Joggers and other users of Bangkok’s Lumphini Park were complaining that their use of the area was being hindered by the protesters camped there. That obstruction is probably going to change, but it’s going to get worse. The leaders of the protest decided to close all the other protest sites, unblock the roads and move all activities to the park.
I walked to the park late Sunday morning and got in the middle of the thousands of people setting up camp, listening to speeches, waiting in food lines and lazing in the shade to escape the hot sun. Compared to the park yesterday, this is a huge change. My guess is that nobody will be able to use the park for activities like jogging, bicycle riding, or outdoor aerobics classes.
Saturday, I strolled to more remote areas of the park, and there were still some pockets of quiet and serenity in the lush landscape of tropical trees and flowers.
Even in some of the tent encampments the scene was peaceful, almost serene.
That peacefulness is gone, I suspect. Throughout the park, hundreds of new tents have been erected with the arrival of protesters from the other sites. I wish everyone well, but I’m afraid they’re not making any friends with the other users of the park.
The mood, though, remains festive, almost like Mardi Gras, with people wearing smiles along with costumes and accessories that proclaim their involvement. Here are a few of them.
Foreign expats are involved, also. A German resident of Bangkok and his wife are outfitted appropriately.
I entered the area again on Sunday night, and the number of people had dramatically increased from that morning. Thousands more protesters had arrived from the now-closed sites, and walking around near the stage was almost impossible. I was squashed from both sides in a slow moving line that was going nowhere in particular. At the first opportunity, I bailed out into an open area. Taking photos was equally difficult. The one below shows the main stage, but it doesn’t quite give the impression of the large crowd.

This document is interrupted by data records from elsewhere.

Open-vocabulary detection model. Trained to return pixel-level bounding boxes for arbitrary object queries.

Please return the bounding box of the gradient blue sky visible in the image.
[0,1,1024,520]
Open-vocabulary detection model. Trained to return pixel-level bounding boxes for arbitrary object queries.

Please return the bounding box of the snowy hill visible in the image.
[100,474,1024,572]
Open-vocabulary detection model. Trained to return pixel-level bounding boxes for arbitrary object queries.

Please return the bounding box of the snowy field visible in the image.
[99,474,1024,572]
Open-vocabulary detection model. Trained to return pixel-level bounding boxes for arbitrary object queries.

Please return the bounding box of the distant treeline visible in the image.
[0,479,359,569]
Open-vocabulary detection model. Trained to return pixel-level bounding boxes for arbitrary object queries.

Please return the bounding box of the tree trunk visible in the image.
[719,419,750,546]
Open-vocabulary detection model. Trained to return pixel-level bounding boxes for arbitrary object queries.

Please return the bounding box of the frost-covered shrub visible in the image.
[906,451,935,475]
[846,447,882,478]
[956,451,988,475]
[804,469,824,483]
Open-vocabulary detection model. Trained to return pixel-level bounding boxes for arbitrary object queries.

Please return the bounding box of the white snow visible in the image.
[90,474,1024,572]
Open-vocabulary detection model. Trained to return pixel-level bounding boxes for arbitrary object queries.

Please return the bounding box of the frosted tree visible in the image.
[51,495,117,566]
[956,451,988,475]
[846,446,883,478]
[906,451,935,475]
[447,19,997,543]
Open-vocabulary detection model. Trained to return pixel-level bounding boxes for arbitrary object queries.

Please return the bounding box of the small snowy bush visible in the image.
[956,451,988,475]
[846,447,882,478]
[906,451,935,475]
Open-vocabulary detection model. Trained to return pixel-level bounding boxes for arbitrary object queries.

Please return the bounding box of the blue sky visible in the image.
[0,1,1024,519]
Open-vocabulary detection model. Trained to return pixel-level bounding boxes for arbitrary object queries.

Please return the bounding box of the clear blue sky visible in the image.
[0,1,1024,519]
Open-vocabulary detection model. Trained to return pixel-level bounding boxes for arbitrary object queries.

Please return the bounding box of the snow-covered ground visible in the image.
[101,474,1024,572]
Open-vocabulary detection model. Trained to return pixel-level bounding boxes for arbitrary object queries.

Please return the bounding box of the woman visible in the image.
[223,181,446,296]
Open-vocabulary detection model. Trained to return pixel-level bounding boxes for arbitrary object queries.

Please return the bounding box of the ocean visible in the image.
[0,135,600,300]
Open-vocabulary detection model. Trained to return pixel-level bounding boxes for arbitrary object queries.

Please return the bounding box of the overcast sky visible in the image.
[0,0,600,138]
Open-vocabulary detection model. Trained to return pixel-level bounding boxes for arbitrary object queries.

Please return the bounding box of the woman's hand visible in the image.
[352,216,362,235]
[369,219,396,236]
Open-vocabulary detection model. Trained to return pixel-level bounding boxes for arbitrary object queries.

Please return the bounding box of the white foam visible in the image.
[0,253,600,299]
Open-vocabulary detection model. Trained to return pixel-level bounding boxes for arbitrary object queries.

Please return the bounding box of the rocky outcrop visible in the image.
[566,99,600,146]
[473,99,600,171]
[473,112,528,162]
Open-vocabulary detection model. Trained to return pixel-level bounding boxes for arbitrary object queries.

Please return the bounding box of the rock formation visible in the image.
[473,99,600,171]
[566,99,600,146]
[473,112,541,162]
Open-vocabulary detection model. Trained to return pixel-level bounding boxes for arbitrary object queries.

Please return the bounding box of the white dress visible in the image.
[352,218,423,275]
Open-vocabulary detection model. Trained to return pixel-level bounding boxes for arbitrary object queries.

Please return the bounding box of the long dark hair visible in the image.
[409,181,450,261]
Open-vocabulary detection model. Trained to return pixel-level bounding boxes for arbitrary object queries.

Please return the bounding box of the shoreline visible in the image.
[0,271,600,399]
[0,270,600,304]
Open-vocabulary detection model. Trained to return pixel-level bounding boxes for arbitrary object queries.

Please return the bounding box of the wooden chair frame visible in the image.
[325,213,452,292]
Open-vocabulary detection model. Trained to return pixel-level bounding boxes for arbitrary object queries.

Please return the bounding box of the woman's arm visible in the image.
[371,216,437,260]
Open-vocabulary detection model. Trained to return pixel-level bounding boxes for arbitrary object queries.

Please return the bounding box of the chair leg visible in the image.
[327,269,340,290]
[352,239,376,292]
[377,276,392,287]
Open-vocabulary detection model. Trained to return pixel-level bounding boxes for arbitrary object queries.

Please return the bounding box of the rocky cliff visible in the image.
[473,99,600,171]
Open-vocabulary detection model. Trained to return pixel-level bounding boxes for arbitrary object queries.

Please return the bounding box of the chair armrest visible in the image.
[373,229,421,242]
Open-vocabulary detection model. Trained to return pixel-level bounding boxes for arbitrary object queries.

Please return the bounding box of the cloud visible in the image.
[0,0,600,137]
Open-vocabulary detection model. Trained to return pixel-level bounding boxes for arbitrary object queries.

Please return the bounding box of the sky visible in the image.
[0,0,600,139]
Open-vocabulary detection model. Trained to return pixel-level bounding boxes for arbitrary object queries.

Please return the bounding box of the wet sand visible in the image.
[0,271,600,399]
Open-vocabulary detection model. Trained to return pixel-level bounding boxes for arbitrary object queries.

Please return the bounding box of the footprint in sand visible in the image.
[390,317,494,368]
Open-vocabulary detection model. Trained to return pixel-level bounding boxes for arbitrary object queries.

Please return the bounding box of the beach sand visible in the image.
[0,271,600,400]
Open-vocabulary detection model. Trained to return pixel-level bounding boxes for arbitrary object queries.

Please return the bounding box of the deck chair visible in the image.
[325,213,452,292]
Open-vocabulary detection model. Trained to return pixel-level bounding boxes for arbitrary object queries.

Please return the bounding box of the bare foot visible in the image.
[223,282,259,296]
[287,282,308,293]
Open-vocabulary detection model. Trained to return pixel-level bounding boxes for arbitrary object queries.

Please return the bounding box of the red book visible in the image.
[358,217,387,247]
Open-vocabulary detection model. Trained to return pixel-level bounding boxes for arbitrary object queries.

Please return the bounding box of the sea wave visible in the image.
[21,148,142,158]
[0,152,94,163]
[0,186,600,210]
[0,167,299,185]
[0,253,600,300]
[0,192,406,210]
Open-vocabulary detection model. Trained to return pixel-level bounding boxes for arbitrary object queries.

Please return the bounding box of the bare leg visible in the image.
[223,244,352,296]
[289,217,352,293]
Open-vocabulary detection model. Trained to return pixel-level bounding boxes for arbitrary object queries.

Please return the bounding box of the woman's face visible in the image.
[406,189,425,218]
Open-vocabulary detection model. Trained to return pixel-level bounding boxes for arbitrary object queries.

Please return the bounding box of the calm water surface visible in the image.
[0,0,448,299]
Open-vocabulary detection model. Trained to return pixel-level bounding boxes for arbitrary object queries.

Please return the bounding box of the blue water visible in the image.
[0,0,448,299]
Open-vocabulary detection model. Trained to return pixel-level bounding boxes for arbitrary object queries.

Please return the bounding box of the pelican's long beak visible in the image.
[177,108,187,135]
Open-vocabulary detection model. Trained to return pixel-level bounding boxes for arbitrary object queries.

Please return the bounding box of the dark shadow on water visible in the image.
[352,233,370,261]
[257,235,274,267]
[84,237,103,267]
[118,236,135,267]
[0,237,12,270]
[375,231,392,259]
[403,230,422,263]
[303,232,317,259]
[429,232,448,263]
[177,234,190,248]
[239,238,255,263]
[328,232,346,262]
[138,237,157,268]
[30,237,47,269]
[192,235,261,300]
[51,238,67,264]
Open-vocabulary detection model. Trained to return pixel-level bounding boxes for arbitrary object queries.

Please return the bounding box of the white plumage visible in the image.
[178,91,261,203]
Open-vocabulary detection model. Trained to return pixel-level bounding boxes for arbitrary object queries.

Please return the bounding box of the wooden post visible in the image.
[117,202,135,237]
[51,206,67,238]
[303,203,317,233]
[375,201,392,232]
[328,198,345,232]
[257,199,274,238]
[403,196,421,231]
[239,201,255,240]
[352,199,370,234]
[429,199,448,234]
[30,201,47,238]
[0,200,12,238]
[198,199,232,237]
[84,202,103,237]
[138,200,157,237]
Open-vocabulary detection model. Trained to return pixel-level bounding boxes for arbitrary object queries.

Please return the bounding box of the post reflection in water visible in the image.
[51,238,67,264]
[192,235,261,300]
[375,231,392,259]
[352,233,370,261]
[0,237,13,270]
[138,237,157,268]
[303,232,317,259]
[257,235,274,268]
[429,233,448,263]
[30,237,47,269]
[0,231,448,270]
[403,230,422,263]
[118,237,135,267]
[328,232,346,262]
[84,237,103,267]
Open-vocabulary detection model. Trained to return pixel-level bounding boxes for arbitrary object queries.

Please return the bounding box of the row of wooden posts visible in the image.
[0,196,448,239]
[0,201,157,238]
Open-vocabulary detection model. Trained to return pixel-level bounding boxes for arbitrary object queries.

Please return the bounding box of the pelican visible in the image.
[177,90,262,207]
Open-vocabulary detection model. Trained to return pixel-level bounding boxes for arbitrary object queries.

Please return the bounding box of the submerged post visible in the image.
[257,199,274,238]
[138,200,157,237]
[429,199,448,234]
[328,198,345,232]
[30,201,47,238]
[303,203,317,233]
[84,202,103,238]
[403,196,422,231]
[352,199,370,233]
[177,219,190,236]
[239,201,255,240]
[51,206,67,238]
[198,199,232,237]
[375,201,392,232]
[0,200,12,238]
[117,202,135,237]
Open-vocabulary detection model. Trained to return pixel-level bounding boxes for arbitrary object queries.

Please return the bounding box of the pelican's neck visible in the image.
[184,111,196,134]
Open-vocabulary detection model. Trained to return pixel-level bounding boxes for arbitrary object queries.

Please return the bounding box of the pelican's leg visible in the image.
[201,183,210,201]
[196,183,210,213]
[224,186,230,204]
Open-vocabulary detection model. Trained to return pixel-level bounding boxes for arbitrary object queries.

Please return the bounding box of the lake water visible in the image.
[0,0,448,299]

I was able to work my way to another exit from the park, just down the road from the subway station. I walked back to the main intersection of Silom and Rama IV roads. As you can see, traffic is back to normal. No more casual strolling down the middle of the street.
That was my brush with the protest areas in Bangkok. It seemed a different kind of protest from the ones in which people were killed in the violence. I hope we don’t see news headlines like that again.